Preheat your oven to 375 °F (191 °C). Heat ½ tablespoon of butter in a large skillet over medium-high heat. Once the butter is melted and bubbling, add the chicken skin-side down. Season the side facing up with salt and pepper. Leave the chicken to sear undisturbed for 5-7 minutes, or until the skin side is crispy and you can easily flip the thighs over using a pair of tongs.
After flipping over the thighs, allow them to sear for an additional 3-5 minutes on the side without skin. Set the thighs aside and drain out half of the fat out of the pan.
Melt the remaining butter in the pan over medium heat. Once melted, add the onion and saute for 5 minutes or so, or until soft. Add the garlic and half of the thyme and stir until fragrant.

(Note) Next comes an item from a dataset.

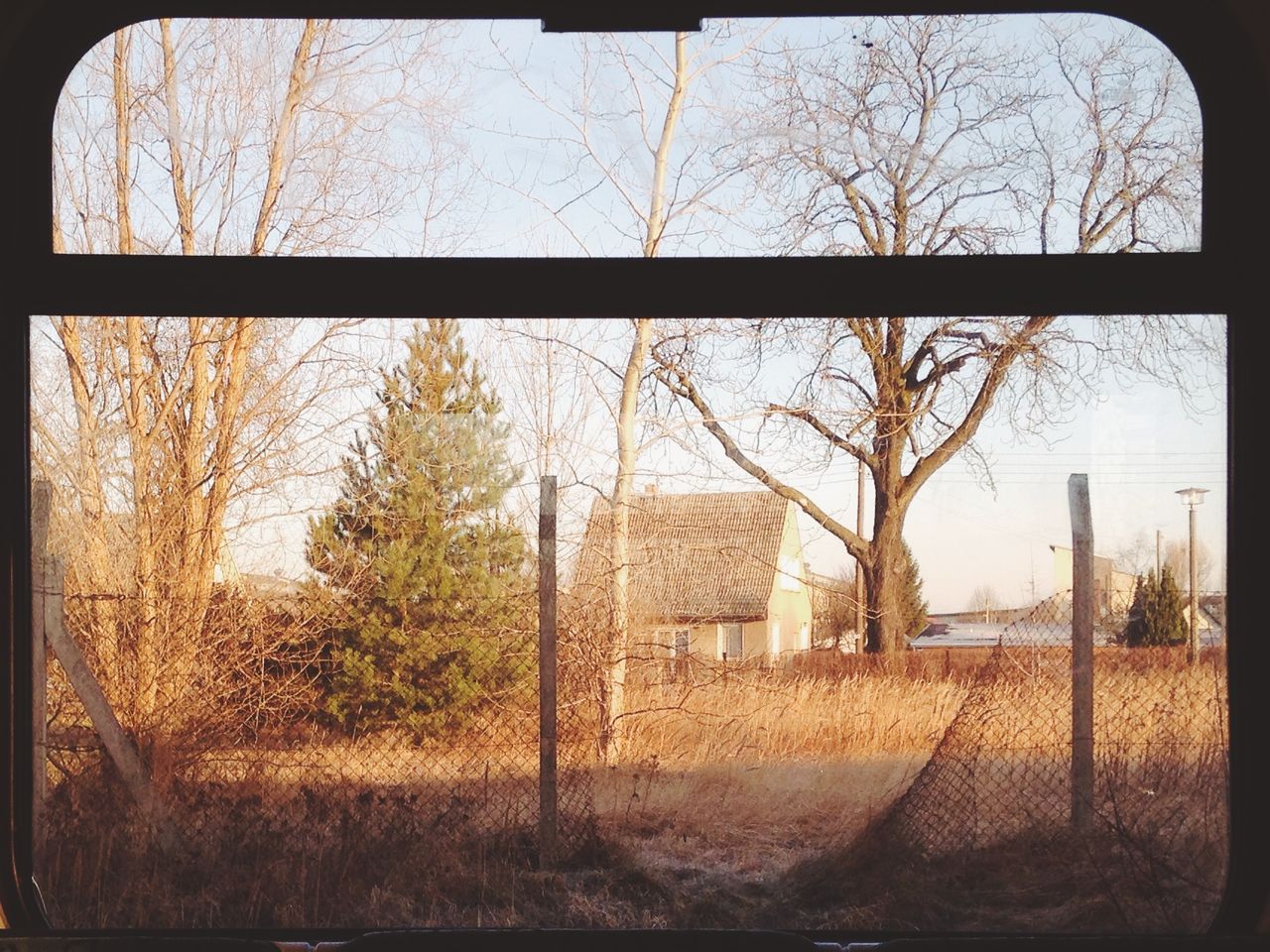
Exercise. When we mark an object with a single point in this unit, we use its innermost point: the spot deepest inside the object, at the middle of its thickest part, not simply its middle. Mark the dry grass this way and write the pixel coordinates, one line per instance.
(739, 802)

Add the dijon mustard, stone ground mustard and stir. Add the broth, wine and honey and whisk together. Bring the mixture to a boil, then reduce the heat so the liquid is simmering. Allow to simmer for 30-45 seconds, or until the liquid begins to just slightly thicken. Nestle the chicken back into the pan and top with the remaining thyme.
Place in the oven and roast until the internal temperature of the chicken reads 165 °F (74 °C) with a meat thermometer. The time will depend on how large your chicken thighs are, but aim to check them around 25 or 30 minutes and then continue cooking until they reach the appropriate temperature.
Remove the pan from the oven and place on the stovetop. Set the chicken thighs aside once more and whisk the milk slowly into the pan. Heat the pan over low heat and stir. Bring the mixture to a simmer and stir until the sauce reaches your desired thickness. Place the chicken thighs back in the sauce and spoon some of the sauce on top. Season with salt and pepper and top with additional thyme.
Serve the chicken thighs alongside your favorite side dishes.